Insgesamt ist es auch schwieriger geworden, weil heute viel mehr Jugendliche keinen Mittelschulabschluss mehr schaffen. Sie steigen zum Beispiel spät und mit Sprachschwierigkeiten ein oder wurden in der Familie zu wenig gefördert. Viele verlassen die Schule dann nach der zweiten oder dritten Klasse Mittelschule und können danach nur schwer beruflich Fuß fassen. Diese fehlende Tagesstruktur und niedrige Frustrationstoleranz zieht sich dann weiter ins Erwachsenenleben.
Wie hat sich die Lebenswelt Jugendlicher und junger Erwachsener verändert?
Ich glaube, dass unser Umfeld insgesamt, nicht nur für Jugendliche, komplexer geworden ist und mehr Anforderungen an uns stellt – auch an Erwachsene. Wobei ich den Eindruck habe, dass die meisten Jugendlichen sogar besser mit diesen Veränderungen umgehen als ältere Menschen. Sie haben nicht ständig Angst, was alles passieren könnte. Gesamtgesellschaftlich hat sich viel verändert, alleine wenn man sich die Digitalisierung anschaut … Zu meiner Anfangszeit haben wir noch handschriftliche Protokolle geschrieben, das ist heutzutage überhaupt kein Thema mehr.
Sind die Jugendlichen heute anders als früher?
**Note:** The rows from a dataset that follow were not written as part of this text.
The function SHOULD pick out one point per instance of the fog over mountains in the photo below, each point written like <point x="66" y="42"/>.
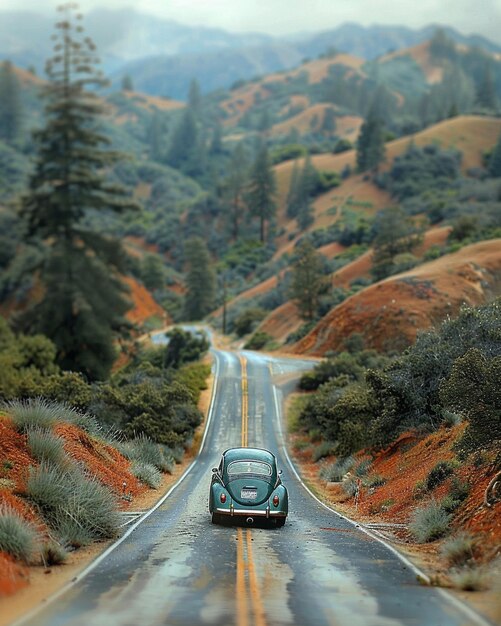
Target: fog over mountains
<point x="163" y="56"/>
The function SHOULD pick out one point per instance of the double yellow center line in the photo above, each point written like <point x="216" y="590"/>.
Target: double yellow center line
<point x="249" y="602"/>
<point x="250" y="609"/>
<point x="245" y="403"/>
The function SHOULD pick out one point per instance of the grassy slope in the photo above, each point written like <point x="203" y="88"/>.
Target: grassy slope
<point x="470" y="134"/>
<point x="389" y="313"/>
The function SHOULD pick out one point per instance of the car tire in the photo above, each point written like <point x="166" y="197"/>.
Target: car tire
<point x="217" y="518"/>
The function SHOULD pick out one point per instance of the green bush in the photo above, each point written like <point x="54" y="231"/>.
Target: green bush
<point x="147" y="474"/>
<point x="458" y="550"/>
<point x="144" y="450"/>
<point x="247" y="321"/>
<point x="337" y="470"/>
<point x="429" y="523"/>
<point x="33" y="413"/>
<point x="53" y="553"/>
<point x="473" y="389"/>
<point x="78" y="508"/>
<point x="374" y="480"/>
<point x="46" y="447"/>
<point x="469" y="579"/>
<point x="326" y="448"/>
<point x="438" y="473"/>
<point x="258" y="341"/>
<point x="17" y="537"/>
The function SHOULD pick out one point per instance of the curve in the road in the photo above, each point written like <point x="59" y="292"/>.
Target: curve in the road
<point x="174" y="567"/>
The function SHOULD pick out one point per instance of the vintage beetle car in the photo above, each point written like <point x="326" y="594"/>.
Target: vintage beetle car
<point x="247" y="486"/>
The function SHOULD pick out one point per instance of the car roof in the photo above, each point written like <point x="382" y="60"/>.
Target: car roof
<point x="257" y="454"/>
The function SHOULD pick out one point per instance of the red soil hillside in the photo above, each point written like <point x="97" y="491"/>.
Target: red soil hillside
<point x="144" y="306"/>
<point x="470" y="134"/>
<point x="389" y="313"/>
<point x="361" y="267"/>
<point x="421" y="55"/>
<point x="98" y="458"/>
<point x="243" y="98"/>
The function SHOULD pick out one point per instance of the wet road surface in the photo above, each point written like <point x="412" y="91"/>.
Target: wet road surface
<point x="176" y="568"/>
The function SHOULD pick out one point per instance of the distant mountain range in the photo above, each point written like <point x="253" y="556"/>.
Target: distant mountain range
<point x="163" y="56"/>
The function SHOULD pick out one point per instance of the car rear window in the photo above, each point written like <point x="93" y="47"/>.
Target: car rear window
<point x="249" y="467"/>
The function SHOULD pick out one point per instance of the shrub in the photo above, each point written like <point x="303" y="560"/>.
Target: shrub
<point x="350" y="486"/>
<point x="147" y="474"/>
<point x="375" y="480"/>
<point x="429" y="523"/>
<point x="326" y="448"/>
<point x="77" y="507"/>
<point x="144" y="450"/>
<point x="439" y="473"/>
<point x="17" y="536"/>
<point x="363" y="467"/>
<point x="248" y="320"/>
<point x="458" y="550"/>
<point x="44" y="446"/>
<point x="258" y="341"/>
<point x="53" y="553"/>
<point x="33" y="413"/>
<point x="337" y="470"/>
<point x="469" y="579"/>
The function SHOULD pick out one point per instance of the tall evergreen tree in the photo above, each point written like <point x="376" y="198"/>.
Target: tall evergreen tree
<point x="294" y="195"/>
<point x="486" y="90"/>
<point x="10" y="104"/>
<point x="234" y="188"/>
<point x="200" y="279"/>
<point x="370" y="143"/>
<point x="395" y="233"/>
<point x="183" y="147"/>
<point x="84" y="301"/>
<point x="195" y="97"/>
<point x="495" y="160"/>
<point x="308" y="280"/>
<point x="262" y="188"/>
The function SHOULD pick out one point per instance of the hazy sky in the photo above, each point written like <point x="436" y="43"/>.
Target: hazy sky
<point x="280" y="17"/>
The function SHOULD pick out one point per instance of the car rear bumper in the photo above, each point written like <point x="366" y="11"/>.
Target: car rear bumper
<point x="233" y="512"/>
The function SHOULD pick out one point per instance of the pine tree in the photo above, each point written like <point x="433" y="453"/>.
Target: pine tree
<point x="370" y="143"/>
<point x="395" y="234"/>
<point x="84" y="301"/>
<point x="195" y="97"/>
<point x="495" y="160"/>
<point x="184" y="142"/>
<point x="329" y="121"/>
<point x="293" y="196"/>
<point x="486" y="90"/>
<point x="200" y="280"/>
<point x="308" y="280"/>
<point x="154" y="136"/>
<point x="262" y="188"/>
<point x="234" y="188"/>
<point x="10" y="104"/>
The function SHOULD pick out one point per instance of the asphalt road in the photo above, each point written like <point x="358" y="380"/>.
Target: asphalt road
<point x="176" y="568"/>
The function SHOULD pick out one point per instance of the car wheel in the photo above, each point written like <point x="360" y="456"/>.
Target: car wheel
<point x="217" y="519"/>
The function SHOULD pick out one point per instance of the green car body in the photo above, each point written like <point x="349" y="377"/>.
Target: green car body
<point x="247" y="486"/>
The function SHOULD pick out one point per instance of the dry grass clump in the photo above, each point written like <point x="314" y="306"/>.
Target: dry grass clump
<point x="17" y="536"/>
<point x="429" y="522"/>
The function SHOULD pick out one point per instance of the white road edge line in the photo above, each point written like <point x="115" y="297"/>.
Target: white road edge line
<point x="45" y="602"/>
<point x="469" y="612"/>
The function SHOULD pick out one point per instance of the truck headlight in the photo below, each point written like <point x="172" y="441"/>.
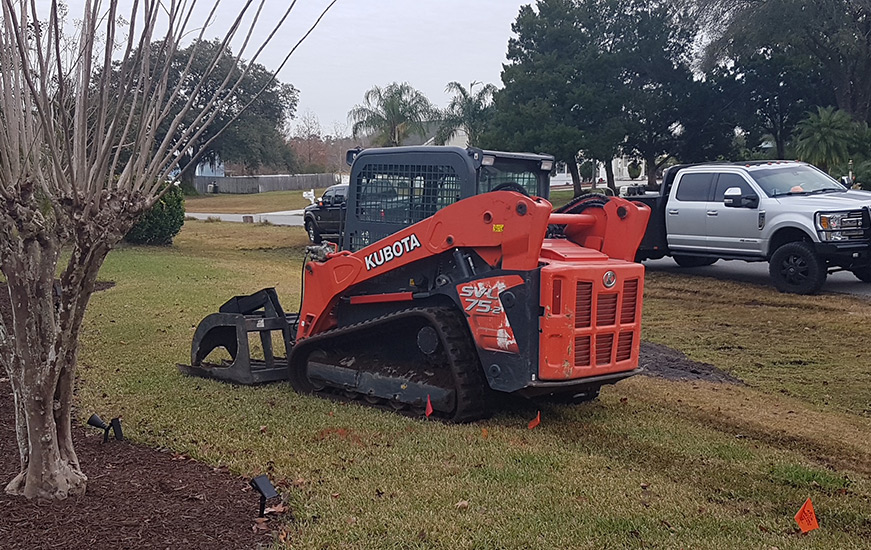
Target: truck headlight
<point x="839" y="226"/>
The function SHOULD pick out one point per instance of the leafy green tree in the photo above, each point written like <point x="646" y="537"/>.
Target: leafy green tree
<point x="835" y="33"/>
<point x="604" y="77"/>
<point x="824" y="137"/>
<point x="468" y="110"/>
<point x="556" y="86"/>
<point x="391" y="114"/>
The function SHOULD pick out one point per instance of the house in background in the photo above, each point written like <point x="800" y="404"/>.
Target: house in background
<point x="620" y="165"/>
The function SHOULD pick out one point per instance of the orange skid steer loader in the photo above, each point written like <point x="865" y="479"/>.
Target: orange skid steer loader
<point x="455" y="279"/>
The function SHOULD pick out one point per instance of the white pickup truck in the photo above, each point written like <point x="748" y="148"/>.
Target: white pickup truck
<point x="795" y="217"/>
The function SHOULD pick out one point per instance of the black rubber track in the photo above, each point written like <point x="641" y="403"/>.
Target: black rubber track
<point x="471" y="389"/>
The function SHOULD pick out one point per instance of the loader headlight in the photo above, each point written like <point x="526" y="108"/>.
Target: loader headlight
<point x="839" y="226"/>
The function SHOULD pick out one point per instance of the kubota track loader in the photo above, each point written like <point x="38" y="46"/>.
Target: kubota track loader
<point x="453" y="282"/>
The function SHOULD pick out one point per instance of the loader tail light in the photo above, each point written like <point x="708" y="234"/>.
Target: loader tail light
<point x="624" y="346"/>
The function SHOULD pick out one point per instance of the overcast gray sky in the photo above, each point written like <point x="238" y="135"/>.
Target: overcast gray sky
<point x="363" y="43"/>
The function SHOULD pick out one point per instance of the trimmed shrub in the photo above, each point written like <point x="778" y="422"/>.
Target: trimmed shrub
<point x="163" y="222"/>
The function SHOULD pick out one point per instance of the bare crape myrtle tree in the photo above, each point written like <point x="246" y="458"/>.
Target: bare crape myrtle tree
<point x="91" y="124"/>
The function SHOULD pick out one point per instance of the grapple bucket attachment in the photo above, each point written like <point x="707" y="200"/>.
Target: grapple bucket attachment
<point x="229" y="328"/>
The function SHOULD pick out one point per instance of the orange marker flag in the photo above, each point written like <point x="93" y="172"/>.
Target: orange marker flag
<point x="806" y="518"/>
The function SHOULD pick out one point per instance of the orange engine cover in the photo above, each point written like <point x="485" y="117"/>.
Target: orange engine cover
<point x="591" y="324"/>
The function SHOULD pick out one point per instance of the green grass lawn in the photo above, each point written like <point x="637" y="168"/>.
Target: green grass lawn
<point x="651" y="464"/>
<point x="256" y="203"/>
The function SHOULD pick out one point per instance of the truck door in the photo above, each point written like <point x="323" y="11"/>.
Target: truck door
<point x="733" y="230"/>
<point x="686" y="211"/>
<point x="334" y="215"/>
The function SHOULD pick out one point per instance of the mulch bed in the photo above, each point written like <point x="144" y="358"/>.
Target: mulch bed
<point x="136" y="497"/>
<point x="143" y="498"/>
Worin unterscheiden sich deine „Gen Z“ Klient:innen von früheren Generationen und gibt es Dinge, die sich am Erwachsenwerden nie ändern werden?
Ja, aber das ist ganz schwer zu beschreiben. Teilweise habe ich das Gefühl, sie sind offener. Es fällt ihnen leichter, über Emotionen und Bedürfnisse zu sprechen. Wenn ich da an die Jugendlichen von früher denke, gerade aus dem ländlichen Bereich … die hatten gar keine Worte dafür. Auch wenn es in manchen Kreisen immer noch schwierig ist, sind die jungen Leute heute viel toleranter gegenüber anderen Lebenswelten. Homosexualität war früher für viele Jugendliche etwas „ganz furchtbares“ und heute ist das zum Glück kein großer „Aufreger“ mehr. Früher war es außerdem die Ausnahme, dass Eltern geschieden waren oder Kinder in Patchworkfamilien aufwuchsen. Damals wurden sie damit oft zu Außenseiter:innen.
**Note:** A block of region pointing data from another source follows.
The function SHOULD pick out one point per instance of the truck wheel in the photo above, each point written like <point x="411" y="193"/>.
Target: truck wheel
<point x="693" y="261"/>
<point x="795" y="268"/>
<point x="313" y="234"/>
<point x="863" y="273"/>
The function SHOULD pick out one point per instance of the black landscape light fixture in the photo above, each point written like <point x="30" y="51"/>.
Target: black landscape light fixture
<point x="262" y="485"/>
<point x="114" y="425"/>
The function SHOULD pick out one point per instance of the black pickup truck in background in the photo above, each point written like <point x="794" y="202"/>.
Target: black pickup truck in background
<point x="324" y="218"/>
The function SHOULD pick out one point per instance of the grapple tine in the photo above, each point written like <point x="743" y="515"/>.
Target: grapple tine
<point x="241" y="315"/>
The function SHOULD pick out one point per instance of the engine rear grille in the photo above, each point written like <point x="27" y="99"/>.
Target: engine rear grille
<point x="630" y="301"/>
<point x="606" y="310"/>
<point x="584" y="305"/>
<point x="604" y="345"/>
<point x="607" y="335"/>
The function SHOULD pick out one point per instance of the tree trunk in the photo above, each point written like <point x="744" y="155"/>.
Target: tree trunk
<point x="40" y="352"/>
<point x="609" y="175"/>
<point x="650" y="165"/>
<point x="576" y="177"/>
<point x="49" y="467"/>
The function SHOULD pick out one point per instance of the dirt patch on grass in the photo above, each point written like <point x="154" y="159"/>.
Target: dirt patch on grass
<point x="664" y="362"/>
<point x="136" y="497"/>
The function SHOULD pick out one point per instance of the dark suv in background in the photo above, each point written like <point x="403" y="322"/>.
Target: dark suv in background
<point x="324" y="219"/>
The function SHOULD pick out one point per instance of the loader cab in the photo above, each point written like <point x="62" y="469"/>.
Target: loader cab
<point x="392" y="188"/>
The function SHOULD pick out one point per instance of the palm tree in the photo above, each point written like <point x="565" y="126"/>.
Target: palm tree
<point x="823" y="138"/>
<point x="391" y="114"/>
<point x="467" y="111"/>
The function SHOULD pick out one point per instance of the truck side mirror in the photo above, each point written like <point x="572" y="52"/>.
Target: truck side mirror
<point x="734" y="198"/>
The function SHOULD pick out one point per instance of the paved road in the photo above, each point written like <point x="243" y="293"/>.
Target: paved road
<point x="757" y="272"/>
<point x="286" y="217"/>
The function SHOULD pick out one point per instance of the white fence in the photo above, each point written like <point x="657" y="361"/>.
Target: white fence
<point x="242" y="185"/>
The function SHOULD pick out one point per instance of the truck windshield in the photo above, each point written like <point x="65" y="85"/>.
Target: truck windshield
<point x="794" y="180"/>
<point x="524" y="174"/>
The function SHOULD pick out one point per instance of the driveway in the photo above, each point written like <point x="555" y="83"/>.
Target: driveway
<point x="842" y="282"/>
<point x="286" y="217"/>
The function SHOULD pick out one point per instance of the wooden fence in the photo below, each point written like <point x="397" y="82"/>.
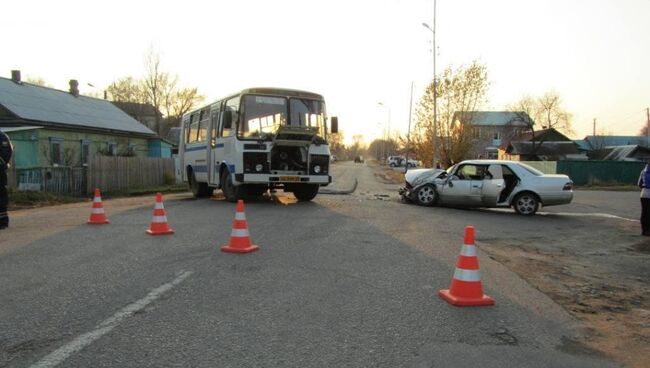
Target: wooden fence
<point x="121" y="173"/>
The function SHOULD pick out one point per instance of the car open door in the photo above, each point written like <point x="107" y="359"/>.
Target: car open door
<point x="493" y="184"/>
<point x="462" y="187"/>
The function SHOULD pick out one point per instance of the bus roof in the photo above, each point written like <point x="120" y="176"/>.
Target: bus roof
<point x="282" y="91"/>
<point x="262" y="91"/>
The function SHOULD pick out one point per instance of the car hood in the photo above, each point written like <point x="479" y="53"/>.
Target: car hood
<point x="419" y="176"/>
Aber auch mein eigener Zugang zu den Jugendlichen hat sich verändert. Früher dachte ich, mit 50 kann ich auf gar keinen Fall immer noch Jugendliche betreuen, jetzt denke ich mir: „Hey, das geht ja total gut“. Gerade wegen dem größeren Altersunterschied ist oft mehr Vertrauen da. Als ich 23 war und meine Klient:innen 17 oder 18, war es manchmal sogar schwieriger.
Schauen wir vielleicht auf die Rahmenbedingungen für junge Leute in schwierigen Lebenssituationen – auf Angebote, Anlaufstellen und die Vernetzung mit verschiedenen Systempartner:innen. Was ist heutzutage besser, was vermisst du aus deiner Anfangszeit?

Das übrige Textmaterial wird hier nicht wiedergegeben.